Lo mafioso: que veinte y dos años después de desangrar al país, los miembros del mismo clan, saquen las pistolas y comiencen una balacera entre ellos, es la prueba, no de que ahora sí los jerarcas chavista, como por arte de un rayo divino, se hayan convertido en buenas personas, dedicadas a hacer justicia, y una cruzada por la honestidad. Todo lo contrario, es la evidencia que se ha producido una fractura en la que se entremezclan las ganas de castigar a quien abandonó el barco, de lavarse las manos ante la justicia internacional, o de dar lecciones de alerta a quienes luego de haber obtenido un buen pedazo del pastel mal habido estén propensos a cantar canciones de denuncia.
Escupir para arriba: lo más evidente, mal oliente y un poco suicida. Porque todos sabemos que Ramírez no pudo haber actuado solo. Y que, además de Víctor Aular, el intrépido supergerente ejecutor de centenares de tropelías, la Junta Directiva de PDVSA por esos años de saqueo ramiriano, aprobó todas sus operaciones. Lo que significa, ya sea por acción u omisión, un acto de responsabilidad cómplice.
¿Y quienes eran miembros de esa junta directiva? Entre otros, Asdrúbal Chávez, hermano del presidente difunto; Jorge Giordani, la mano derecha de Hugo Chávez en asuntos de planificación; Nicolás Maduro, el designado a dedo por Chávez como su sucesor; y Eulogio Jiménez, exministro de Petróleo.

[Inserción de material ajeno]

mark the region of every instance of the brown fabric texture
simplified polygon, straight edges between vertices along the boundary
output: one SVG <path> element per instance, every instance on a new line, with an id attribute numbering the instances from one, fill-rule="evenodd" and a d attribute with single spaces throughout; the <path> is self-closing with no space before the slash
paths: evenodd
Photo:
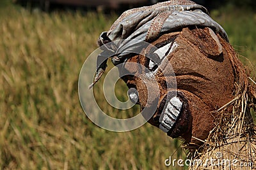
<path id="1" fill-rule="evenodd" d="M 155 48 L 141 46 L 141 41 Z M 134 75 L 122 78 L 129 88 L 138 90 L 141 110 L 157 103 L 148 122 L 172 138 L 200 144 L 214 128 L 218 117 L 215 111 L 244 89 L 255 100 L 255 87 L 249 85 L 244 67 L 224 29 L 204 7 L 192 1 L 173 0 L 128 10 L 102 33 L 98 44 L 103 52 L 97 57 L 91 87 L 103 74 L 108 57 L 115 66 L 122 64 L 120 72 L 125 70 Z M 156 47 L 162 49 L 164 56 L 159 56 L 162 54 Z M 140 54 L 134 54 L 134 50 Z M 129 62 L 141 64 L 147 71 Z M 139 78 L 148 70 L 157 83 L 150 78 L 144 81 Z M 152 93 L 148 99 L 148 92 Z M 168 113 L 170 108 L 173 112 Z"/>
<path id="2" fill-rule="evenodd" d="M 175 76 L 163 76 L 163 72 L 168 74 L 168 71 L 172 71 L 164 69 L 156 74 L 161 89 L 159 105 L 168 92 L 180 92 L 182 97 L 188 100 L 187 110 L 189 110 L 191 117 L 187 122 L 191 124 L 188 124 L 183 131 L 180 131 L 180 134 L 171 132 L 170 136 L 173 138 L 181 136 L 188 143 L 198 143 L 198 141 L 191 139 L 191 136 L 202 140 L 206 139 L 214 125 L 216 115 L 212 111 L 234 97 L 235 75 L 230 57 L 236 57 L 230 45 L 209 28 L 184 28 L 180 32 L 164 34 L 152 44 L 156 46 L 164 44 L 164 41 L 172 38 L 175 38 L 178 46 L 166 57 L 171 63 Z M 147 50 L 150 49 L 146 49 L 145 52 Z M 148 67 L 147 60 L 148 59 L 144 56 L 136 55 L 128 61 L 139 62 Z M 129 66 L 126 66 L 125 68 L 132 72 L 141 73 L 139 68 L 129 67 Z M 167 89 L 166 81 L 172 81 L 173 79 L 177 80 L 177 89 Z M 125 81 L 128 87 L 136 87 L 137 89 L 143 109 L 147 102 L 146 85 L 136 77 L 126 77 Z M 161 113 L 156 113 L 148 122 L 158 127 L 159 123 L 153 119 Z M 173 131 L 179 126 L 180 124 L 178 121 Z"/>

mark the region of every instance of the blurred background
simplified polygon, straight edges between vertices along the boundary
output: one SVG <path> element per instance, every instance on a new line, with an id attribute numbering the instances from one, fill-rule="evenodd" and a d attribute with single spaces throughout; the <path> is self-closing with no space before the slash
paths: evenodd
<path id="1" fill-rule="evenodd" d="M 80 69 L 101 32 L 124 10 L 157 1 L 1 1 L 0 169 L 186 169 L 164 165 L 170 156 L 186 157 L 180 141 L 149 124 L 105 131 L 85 116 L 78 98 Z M 196 2 L 209 9 L 253 73 L 255 1 Z M 118 114 L 97 86 L 104 111 L 118 118 L 139 112 L 134 107 Z M 120 100 L 128 99 L 125 88 L 122 81 L 115 87 Z"/>

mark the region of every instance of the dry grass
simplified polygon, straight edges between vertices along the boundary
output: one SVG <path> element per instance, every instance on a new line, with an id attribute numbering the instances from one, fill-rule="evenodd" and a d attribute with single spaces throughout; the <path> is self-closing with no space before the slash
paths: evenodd
<path id="1" fill-rule="evenodd" d="M 1 8 L 0 169 L 180 169 L 164 166 L 186 156 L 180 142 L 148 124 L 104 131 L 81 109 L 80 69 L 116 17 Z"/>
<path id="2" fill-rule="evenodd" d="M 80 69 L 117 15 L 30 13 L 12 6 L 1 14 L 0 169 L 165 168 L 177 140 L 149 125 L 104 131 L 80 106 Z"/>

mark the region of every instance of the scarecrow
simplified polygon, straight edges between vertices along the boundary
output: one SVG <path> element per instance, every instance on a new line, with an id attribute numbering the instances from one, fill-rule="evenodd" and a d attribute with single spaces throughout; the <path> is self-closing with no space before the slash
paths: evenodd
<path id="1" fill-rule="evenodd" d="M 152 46 L 141 46 L 140 41 Z M 207 152 L 196 155 L 202 159 L 221 150 L 228 157 L 243 155 L 255 161 L 255 127 L 250 114 L 255 85 L 225 31 L 204 7 L 172 0 L 128 10 L 101 34 L 98 44 L 104 52 L 98 56 L 92 86 L 105 71 L 106 54 L 111 53 L 119 71 L 132 74 L 121 77 L 135 89 L 129 92 L 130 99 L 141 110 L 157 105 L 150 124 L 172 138 L 183 139 L 187 148 Z M 145 76 L 147 81 L 140 78 Z M 151 83 L 150 77 L 157 83 Z M 158 88 L 158 96 L 149 99 L 148 88 Z M 241 150 L 232 152 L 230 147 Z"/>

Sociológicamente, lo que más impacta es que un acto delictivo oficial de estas desgraciadas dimensiones, que en cualquier país decente —con una cultura democrática más o menos sólida y un sistema de justicia con autonomía del Ejecutivo— haría tambalear al gobierno, obligaría a los directivos de los organismos contralores a renunciar, haría que la oposición se pronunciase radicalmente todos los días, se convertiría en un escándalo de opinión pública y la prensa libre dedicaría sus mejores periodistas a realizar una profunda investigación, en Venezuela no pasa nada.
Y no pasa nada por cuatro razones. Primero, porque la corrupción en nuestro país se convirtió en paisaje natural, como antes, se convirtió en rutina el número de asesinatos de los fines de semana. En segundo lugar, por el desencanto y la impotencia colectiva: “para que denunciar si nunca va a pasar nada, ¿cómo unos jueces corruptos van a condenar a sus iguales?”. Tercero, por miedo; en Venezuela, a quien señala delitos oficiales se le puede aplicar la ley que homologa denuncia con incitación al odio. Y, a final, porque la corrupción, como el Covid, ha contaminado a una buena parte de la sociedad —desde el guardia nacional que matraquea a los transportistas, el agente de migración que consigue pasaportes, el comerciante que abusa con la escasez, el funcionario que adelanta a cirugía en el hospital, y todos lo que aceptamos sobornarlos— por lo que cuesta mucho tirar la primera piedra. Hay excepciones, por supuesto. Cuando venga la reconstrucción nacional, la lucha contra la corrupción hecha pandemia será uno de los trabajos más exigentes.